L’attacco dei doriani faceva paura con Brunori e Coda, autore di 9 reti, ma Simic e compagni non hanno concesso un metro di spazio agli avversari. La solidità dei bianco-verdi, specie al cospetto delle titolate del torneo, ne sanno qualcosa Monza , Venezia e Palermo, ha dominato la scena e per tutto il primo tempo ha tenuto botta col vantaggio del sinistro magico di Palumbo. Nella ripresa si è assistito all’apoteosi di Tuttino che aspettava la sua ex squadra per togliersi la scimmia di dosso e dare il doppio vantaggio all’Avellino.
L’ingresso dei riservisti di lusso non è bastato a chiudere la partita anche per demerito di un arbitro miope e di parte che ha giudicato un fallo di Sala, commesso fuori dell’area di rigore, assegnando il penalty ai genovesi che ringalluzziti tentavano di riequilibrare la partita.
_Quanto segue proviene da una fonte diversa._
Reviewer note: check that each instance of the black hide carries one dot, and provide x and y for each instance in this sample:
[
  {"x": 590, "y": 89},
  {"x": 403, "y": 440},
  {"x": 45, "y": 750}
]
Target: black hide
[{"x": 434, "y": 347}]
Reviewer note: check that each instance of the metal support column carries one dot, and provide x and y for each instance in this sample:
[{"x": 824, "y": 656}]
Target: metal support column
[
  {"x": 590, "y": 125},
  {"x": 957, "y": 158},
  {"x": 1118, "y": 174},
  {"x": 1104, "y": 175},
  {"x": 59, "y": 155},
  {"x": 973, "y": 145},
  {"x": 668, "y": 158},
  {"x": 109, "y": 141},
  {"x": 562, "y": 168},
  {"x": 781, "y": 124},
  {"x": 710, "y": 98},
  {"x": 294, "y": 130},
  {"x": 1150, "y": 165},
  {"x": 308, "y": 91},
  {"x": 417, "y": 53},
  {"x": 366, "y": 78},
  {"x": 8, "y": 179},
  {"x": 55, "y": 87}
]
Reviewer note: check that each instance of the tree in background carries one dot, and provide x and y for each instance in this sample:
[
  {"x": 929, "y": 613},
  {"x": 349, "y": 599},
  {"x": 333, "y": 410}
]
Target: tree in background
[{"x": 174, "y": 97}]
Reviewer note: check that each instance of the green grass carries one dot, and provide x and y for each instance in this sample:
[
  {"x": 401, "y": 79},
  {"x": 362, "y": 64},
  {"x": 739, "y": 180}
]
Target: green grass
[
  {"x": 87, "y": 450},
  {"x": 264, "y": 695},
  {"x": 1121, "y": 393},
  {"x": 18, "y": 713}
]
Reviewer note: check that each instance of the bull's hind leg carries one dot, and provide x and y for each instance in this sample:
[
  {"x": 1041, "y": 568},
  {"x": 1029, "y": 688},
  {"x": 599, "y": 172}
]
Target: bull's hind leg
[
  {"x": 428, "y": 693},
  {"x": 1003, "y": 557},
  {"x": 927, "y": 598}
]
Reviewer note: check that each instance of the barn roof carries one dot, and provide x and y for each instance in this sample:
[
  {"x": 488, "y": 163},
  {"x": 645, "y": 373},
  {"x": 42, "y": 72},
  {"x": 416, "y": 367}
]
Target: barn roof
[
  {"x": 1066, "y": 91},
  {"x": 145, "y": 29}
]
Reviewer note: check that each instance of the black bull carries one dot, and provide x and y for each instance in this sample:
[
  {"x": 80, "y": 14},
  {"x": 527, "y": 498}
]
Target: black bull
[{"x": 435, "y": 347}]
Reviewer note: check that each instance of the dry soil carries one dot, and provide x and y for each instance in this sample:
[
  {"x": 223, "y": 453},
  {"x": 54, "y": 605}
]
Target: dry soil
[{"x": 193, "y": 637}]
La gara finisce dopo nove minuti di recupero sul 2-1 e i tre punti rilanciano l’Avellino in quota play-off, lasciando a 8 punti di distanza la linea Maginot dei play-out.
Buoni l’ esordio di Sala e il debutto di Favilli, dopo l’epopea dei guai muscolari. Sabato un’altra partita al Partenio contro la Carrarese che già nell’andata l’Avellino ha regolato con la prima vittoria esterna di questo campionato. Ovviamente il pronostico ci favorisce ma le gare della serie cadetta nascondono sempre il veleno nella coda se si affrontano le competizioni a cuor leggero.